The first row is the same as the ip, sym, symoff and dso fields in the profile without call graph information. The subsequent rows list the function frames that were below it when perf recorded the sample.

The perf record tool supports other tracing methods besides frame pointer tracing, including:

  • dwarf: Uses compiler-generated metadata in the binaries in place of frame pointers. This generates more detailed information, but also increases profiling overhead.
  • lbr: Uses the last branch table in the CPU in place of frame pointers.

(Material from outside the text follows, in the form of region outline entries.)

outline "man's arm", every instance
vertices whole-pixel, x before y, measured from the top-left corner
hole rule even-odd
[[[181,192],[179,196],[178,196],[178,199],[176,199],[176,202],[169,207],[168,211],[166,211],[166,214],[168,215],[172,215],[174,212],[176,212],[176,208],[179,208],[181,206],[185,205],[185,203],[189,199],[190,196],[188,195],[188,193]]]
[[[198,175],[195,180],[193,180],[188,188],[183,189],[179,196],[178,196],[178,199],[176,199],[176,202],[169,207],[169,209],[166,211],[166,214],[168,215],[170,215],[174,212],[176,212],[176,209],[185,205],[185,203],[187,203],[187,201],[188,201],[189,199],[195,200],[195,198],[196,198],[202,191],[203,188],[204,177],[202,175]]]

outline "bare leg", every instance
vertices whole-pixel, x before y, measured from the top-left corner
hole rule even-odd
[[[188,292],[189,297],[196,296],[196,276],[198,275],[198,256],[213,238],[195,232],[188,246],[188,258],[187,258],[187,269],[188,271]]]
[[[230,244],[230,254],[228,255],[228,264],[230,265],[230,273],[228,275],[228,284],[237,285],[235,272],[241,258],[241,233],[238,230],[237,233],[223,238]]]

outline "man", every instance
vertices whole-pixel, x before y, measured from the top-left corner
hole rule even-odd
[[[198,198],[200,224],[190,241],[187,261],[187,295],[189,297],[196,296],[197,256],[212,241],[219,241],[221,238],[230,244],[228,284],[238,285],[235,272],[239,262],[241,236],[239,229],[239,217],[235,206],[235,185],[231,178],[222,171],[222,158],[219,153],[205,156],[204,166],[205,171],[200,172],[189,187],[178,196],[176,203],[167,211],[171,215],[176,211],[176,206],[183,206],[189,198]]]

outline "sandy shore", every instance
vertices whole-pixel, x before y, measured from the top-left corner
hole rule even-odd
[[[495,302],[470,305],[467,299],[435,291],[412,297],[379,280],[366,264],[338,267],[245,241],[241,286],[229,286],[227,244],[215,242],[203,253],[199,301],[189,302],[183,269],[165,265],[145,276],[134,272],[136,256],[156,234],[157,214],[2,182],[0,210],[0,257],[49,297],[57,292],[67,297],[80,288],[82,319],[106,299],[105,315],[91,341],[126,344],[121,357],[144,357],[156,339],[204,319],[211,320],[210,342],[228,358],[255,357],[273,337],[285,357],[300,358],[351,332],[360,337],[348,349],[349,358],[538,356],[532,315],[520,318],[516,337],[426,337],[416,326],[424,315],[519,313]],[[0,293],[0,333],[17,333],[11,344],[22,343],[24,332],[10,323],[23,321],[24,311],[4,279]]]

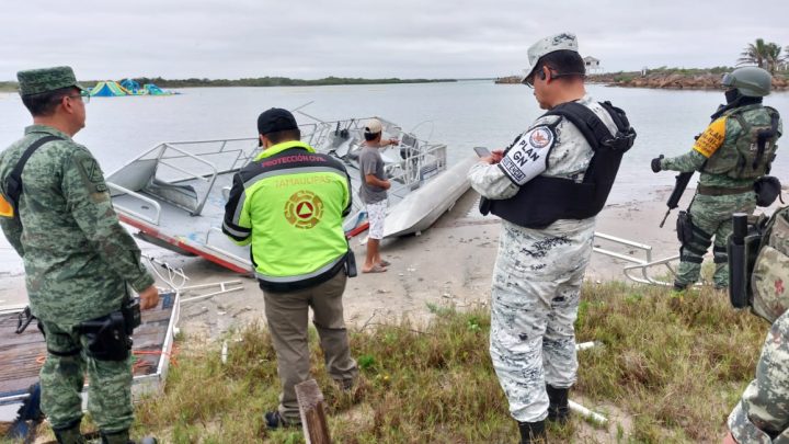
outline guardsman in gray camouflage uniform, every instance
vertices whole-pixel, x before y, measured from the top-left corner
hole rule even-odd
[[[142,309],[156,307],[159,293],[140,263],[139,248],[118,223],[99,163],[71,139],[84,127],[88,99],[73,71],[57,67],[16,77],[33,125],[0,152],[3,197],[23,152],[52,137],[24,164],[15,215],[0,218],[24,261],[30,306],[46,337],[42,410],[59,443],[83,443],[80,392],[87,373],[88,410],[102,442],[127,444],[134,420],[132,355],[127,349],[104,350],[112,360],[95,357],[92,351],[100,349],[89,350],[81,325],[117,312],[128,297],[127,284],[139,293]]]
[[[591,110],[607,132],[617,132],[609,112],[586,94],[584,64],[574,35],[544,38],[528,49],[528,58],[531,71],[524,83],[534,88],[541,109],[554,111],[559,105],[579,103]],[[534,161],[519,162],[526,159],[524,155],[535,152]],[[488,200],[483,206],[507,205],[528,185],[542,186],[540,180],[580,184],[594,155],[579,127],[559,115],[546,114],[506,152],[496,150],[482,158],[468,178]],[[551,193],[552,186],[538,193]],[[557,197],[547,206],[563,203]],[[551,209],[514,206],[537,214]],[[578,371],[573,322],[594,229],[594,214],[561,216],[540,228],[502,216],[491,289],[490,353],[522,443],[542,442],[546,419],[568,420],[568,391]]]
[[[778,112],[762,105],[762,98],[770,93],[771,80],[769,72],[756,67],[727,73],[722,80],[727,104],[712,115],[712,123],[697,137],[693,149],[675,158],[661,155],[652,159],[654,172],[701,172],[688,208],[690,229],[686,232],[691,234],[690,239],[679,247],[676,291],[698,281],[712,237],[714,286],[729,286],[725,246],[732,232],[731,215],[751,214],[756,208],[754,183],[769,172],[782,132]]]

Only Intel CPUs support this tracing method.

Working With Call Graph Traces

Call graph traces contain a lot of information, not all of which is relevant to your optimization problem.

Often, the startup phase of your application is different from its running phase. You can exclude the startup phase from the recordings by setting a delay with perf record’s --delay option, or -D for short. You express the delay in milliseconds. For example, to make perf record wait 500 milliseconds before recording:

perf record --delay=500 --call-graph fp -o profile-delayed.perf .build/release/crypto-bot

You should see perf record fewer samples to disk than it did without the delay.

...
[ perf record: Woken up 2 times to write data ]
[ perf record: Captured and wrote 0.336 MB profile-delayed.perf (2827 samples) ]

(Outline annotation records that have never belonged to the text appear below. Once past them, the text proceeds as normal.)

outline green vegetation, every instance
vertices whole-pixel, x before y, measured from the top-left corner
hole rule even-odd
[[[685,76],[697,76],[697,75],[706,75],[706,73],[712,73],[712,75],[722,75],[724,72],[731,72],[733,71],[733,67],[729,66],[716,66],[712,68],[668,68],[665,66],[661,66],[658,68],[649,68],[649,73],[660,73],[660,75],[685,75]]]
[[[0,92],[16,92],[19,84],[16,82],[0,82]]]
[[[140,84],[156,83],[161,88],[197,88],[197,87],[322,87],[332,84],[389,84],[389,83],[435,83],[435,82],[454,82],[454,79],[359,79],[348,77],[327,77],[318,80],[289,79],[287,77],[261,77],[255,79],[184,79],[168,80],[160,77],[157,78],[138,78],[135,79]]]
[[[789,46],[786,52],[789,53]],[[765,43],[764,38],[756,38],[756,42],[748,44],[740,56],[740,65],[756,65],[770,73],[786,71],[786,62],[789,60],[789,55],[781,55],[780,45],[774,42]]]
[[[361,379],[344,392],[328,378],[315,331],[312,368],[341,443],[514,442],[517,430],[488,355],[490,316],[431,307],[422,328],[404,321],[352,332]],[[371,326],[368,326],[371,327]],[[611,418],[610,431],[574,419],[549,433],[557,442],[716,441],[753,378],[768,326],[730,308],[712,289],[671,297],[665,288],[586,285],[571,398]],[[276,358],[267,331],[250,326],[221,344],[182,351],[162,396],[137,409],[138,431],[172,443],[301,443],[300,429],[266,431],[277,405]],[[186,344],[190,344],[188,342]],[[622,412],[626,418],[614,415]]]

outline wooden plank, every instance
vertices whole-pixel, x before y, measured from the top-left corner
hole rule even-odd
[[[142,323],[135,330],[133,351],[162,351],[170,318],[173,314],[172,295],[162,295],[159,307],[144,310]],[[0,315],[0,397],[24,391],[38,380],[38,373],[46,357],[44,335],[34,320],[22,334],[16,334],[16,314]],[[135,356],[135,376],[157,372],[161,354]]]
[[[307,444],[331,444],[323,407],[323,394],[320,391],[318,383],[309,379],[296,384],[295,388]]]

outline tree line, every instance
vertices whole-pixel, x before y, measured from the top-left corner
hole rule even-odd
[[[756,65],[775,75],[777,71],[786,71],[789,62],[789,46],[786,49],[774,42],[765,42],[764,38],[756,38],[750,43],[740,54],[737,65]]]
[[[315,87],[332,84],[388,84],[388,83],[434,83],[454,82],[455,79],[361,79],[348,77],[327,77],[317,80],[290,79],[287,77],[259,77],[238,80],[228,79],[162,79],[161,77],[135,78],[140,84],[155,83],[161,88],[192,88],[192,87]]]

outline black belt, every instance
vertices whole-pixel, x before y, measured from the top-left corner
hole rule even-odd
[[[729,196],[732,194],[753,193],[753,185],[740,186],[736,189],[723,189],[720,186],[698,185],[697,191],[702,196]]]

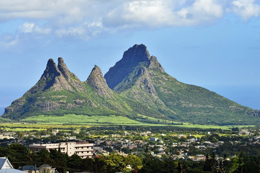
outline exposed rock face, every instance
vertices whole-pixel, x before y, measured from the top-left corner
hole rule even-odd
[[[151,57],[149,67],[150,68],[156,68],[162,72],[165,72],[164,69],[157,60],[157,58],[154,56]]]
[[[48,61],[46,68],[40,80],[27,93],[35,94],[53,87],[54,91],[60,91],[63,88],[71,91],[73,89],[59,70],[53,59]]]
[[[151,57],[146,47],[143,44],[135,44],[124,52],[123,58],[109,69],[104,77],[109,87],[113,89],[139,63],[145,62],[148,65]]]
[[[120,87],[116,87],[117,85],[127,78],[129,73],[134,72],[135,70],[135,68],[139,64],[165,72],[156,57],[150,56],[145,45],[135,44],[125,51],[122,59],[110,67],[105,74],[104,77],[109,87],[114,91],[118,91]]]
[[[149,72],[145,67],[141,67],[139,71],[140,71],[140,77],[137,83],[139,85],[140,88],[147,92],[150,94],[157,94],[156,91],[153,84],[153,82],[149,75]]]
[[[105,77],[95,65],[84,82],[69,70],[62,58],[58,61],[57,66],[49,59],[35,85],[6,108],[2,117],[17,120],[41,115],[141,114],[206,124],[230,125],[246,119],[260,124],[260,110],[178,81],[143,44],[125,51]]]
[[[113,92],[107,84],[101,70],[96,65],[93,68],[86,82],[95,89],[98,94],[113,98]]]
[[[246,112],[249,115],[260,117],[260,110],[254,110],[247,111]]]
[[[57,103],[53,102],[46,102],[37,103],[36,106],[44,112],[57,110],[59,108],[59,105]]]
[[[70,81],[70,72],[64,63],[62,58],[59,57],[58,59],[58,68],[65,78],[69,82]]]
[[[83,82],[69,70],[62,58],[59,58],[58,61],[57,66],[53,59],[49,60],[40,80],[22,98],[13,101],[5,108],[3,117],[15,119],[21,116],[31,116],[35,111],[36,115],[61,110],[68,110],[66,112],[76,113],[77,111],[75,109],[72,112],[68,111],[73,108],[79,107],[82,109],[79,110],[80,113],[86,113],[84,111],[84,108],[88,110],[88,107],[93,109],[100,106],[99,104],[94,103],[96,103],[95,100],[98,100],[100,96],[102,97],[104,103],[107,101],[103,98],[104,96],[114,99],[113,92],[107,86],[102,72],[97,66],[95,66],[87,81]],[[91,87],[94,88],[94,91]],[[60,92],[55,92],[58,91]],[[89,100],[90,99],[95,101]],[[107,105],[111,103],[105,104]],[[116,106],[113,107],[113,110]],[[109,107],[107,108],[108,109],[104,111],[109,110]],[[60,112],[57,113],[60,115]],[[61,112],[62,114],[62,111]],[[104,113],[107,114],[107,112]]]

For more flexible time-slicing, you can attach a recorder to an already-running process with the --pid option:

.build/release/crypto-bot & perf record --call-graph fp -o profile-attached.perf --pid $(pidof crypto-bot)
Note: On powerful machines, like Apple Silicon Macs, the binary may finish running before perf is started! If this happens you’ll see an error because pidof crypto-bot doesn’t return anything.

You can also limit the number of samples perf records overall with the --freq option, or -F for short. The name stands for “sampling frequency.” On average, perf will attempt to collect the number of samples you specify every second. Try setting it to 100 samples per second:

perf record --freq 100 --call-graph fp -o profile-lite.perf .build/release/crypto-bot

You will see perf recorded only a fraction of the samples it did before.

[ perf record: Woken up 1 times to write data ]
[ perf record: Captured and wrote 0.027 MB profile-fixed.perf (114 samples) ]